Ada 3 motif utama ketika seseorang dihadapkan pada
sebuah pilihan moral:
- Self
interest—motivasi
untuk terlibat dalam tingkah laku apa pun yang menyediakan kepuasan terbesar.
Kadang-kadang disebut juga dengan egoism—pertimbangan eksklusif
terhadap kebutuhan serta kesejahteraan pribadi dan bukan terhadap
kebutuhan dan kesejahteraan orang lain. Contoh: Susi memberikan sumbangan
ke sebuah panti asuhan dengan catatan namanya harus tercantum.
- Integritas
moral (moral integrity)—motivasi untu bermoral dan benar-benar terlibat
dalam tingkah laku moral.
- Hipokrasi
moral (moral hypocrisy)—motivasi untuk terlihat bermoral selagi melakukan
apa yang terbaik untuk menghindari kerugian yang dilibatkan dalam tindakan
bermoral yang sebenarnya
Ada 4 teori utama yang mencoba menjelaskan penyebab
tingkah laku menolong:
1. Hipotesis empati-altruisme (emphaty-altruism
hypothesis): sebuah
dugaan bahwa tingkah laku prososial hanya dimotivasi oleh keinginan untuk
menolong seseorang yang membutuhkan pertolongan.
2. Hipotesis mengurangi afek negatif (negative-state
relief hypothesis): penjelasan yang menyatakan bahwa perilaku prososial dimotivasi oleh
keinginan bystander untuk mengurangi emosional negatifnya sendiri.
Orang-orang kadang menolong karena mereka berada pada suasana hati yang jelek
dan ingin membuat diri sendiri meresa lebih baik.
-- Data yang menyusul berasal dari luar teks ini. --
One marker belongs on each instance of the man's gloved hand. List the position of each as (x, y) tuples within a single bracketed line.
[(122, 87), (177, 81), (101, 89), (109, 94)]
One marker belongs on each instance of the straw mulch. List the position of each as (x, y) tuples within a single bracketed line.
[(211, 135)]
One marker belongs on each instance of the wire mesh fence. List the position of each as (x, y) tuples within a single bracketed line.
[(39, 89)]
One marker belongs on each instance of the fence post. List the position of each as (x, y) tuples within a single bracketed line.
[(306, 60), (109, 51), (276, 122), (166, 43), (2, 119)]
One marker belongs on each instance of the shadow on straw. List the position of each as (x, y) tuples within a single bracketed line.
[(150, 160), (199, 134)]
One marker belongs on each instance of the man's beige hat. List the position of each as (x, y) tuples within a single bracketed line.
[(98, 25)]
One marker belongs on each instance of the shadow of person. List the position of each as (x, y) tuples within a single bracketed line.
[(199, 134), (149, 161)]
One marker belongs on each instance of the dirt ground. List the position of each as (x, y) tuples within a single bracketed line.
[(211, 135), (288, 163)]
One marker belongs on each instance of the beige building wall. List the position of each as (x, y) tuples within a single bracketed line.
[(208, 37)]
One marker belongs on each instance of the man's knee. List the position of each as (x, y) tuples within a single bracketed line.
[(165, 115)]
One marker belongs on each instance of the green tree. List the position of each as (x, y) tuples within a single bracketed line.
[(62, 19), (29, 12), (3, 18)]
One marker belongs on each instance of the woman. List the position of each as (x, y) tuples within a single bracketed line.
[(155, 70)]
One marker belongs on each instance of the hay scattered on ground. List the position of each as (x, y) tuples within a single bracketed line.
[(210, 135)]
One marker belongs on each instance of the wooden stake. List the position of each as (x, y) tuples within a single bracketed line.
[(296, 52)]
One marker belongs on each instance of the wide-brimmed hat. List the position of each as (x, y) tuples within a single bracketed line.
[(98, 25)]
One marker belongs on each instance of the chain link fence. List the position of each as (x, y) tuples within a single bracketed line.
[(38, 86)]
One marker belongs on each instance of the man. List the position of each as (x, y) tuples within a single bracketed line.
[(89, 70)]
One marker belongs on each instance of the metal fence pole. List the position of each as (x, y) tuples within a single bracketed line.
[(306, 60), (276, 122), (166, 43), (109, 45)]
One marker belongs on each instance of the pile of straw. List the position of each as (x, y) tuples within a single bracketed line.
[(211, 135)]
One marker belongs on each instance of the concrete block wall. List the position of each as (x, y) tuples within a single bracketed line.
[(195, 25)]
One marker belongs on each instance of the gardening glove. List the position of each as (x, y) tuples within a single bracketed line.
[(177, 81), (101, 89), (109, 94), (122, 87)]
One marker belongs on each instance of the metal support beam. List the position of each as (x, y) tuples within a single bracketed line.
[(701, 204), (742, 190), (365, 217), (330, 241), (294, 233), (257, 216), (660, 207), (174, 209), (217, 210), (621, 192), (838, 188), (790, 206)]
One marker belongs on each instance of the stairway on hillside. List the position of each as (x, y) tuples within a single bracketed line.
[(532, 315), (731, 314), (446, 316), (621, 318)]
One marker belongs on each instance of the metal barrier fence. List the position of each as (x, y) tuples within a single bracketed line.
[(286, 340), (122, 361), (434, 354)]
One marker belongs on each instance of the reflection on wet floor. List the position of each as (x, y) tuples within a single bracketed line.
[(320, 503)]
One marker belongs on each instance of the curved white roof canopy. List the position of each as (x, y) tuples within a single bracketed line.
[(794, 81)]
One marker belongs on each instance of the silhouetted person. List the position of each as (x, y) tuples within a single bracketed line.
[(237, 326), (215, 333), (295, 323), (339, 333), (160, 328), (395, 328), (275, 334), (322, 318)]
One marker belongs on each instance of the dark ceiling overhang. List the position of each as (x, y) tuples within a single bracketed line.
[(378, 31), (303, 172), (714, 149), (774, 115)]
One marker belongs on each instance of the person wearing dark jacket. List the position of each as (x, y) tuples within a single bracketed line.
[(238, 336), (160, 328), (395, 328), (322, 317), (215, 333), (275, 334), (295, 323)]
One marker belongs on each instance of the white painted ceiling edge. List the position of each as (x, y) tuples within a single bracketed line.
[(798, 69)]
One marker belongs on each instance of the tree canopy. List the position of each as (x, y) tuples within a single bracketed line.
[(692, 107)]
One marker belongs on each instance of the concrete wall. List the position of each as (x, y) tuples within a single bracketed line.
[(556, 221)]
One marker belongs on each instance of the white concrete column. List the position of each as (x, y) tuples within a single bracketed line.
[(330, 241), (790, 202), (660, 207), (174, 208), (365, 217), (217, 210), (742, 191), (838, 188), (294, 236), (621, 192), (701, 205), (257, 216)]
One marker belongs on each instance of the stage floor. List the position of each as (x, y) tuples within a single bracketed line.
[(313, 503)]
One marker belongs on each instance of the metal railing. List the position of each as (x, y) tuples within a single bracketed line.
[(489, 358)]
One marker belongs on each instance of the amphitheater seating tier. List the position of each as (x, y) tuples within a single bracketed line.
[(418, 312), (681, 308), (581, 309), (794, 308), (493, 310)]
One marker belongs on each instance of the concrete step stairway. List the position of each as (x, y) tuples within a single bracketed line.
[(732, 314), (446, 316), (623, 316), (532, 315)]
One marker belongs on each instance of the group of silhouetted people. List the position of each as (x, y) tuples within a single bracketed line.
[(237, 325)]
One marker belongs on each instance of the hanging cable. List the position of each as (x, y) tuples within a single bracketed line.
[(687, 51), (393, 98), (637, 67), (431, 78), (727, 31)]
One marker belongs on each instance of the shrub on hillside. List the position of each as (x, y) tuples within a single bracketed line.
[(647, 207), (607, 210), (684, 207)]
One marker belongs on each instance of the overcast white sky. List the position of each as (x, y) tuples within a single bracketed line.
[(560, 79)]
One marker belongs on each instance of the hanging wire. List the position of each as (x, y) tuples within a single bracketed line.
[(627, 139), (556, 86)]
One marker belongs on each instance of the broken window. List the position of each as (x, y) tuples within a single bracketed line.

3. Hipotesis kesenangan empatik (emphatic
joy hypothesis): penjelasan
yang menyatakan bahwa perilaku prososial dimotivasi oleh emosi positif yang
diantisipasi penolong untuk dimiliki sebagai hasil dari memiliki pengaruh
menguntungkan pada hidup seseorang yang membutuhkan. Penolong berespons pada
kebutuhan korban karena dia ingin merasa enak karena berhasil mencapai sesuatu.
4. Hipotesis determinisme genetis (genetic
determinism hypothesis): penjelasan yang menyatakan bahwa tingkah laku didorong
oleh atribut genetis yang berevolusi karena atribut tersebut meningkatkan
kemungkinan untuk mewariskan gen seeorang pada generasi berikkutnya.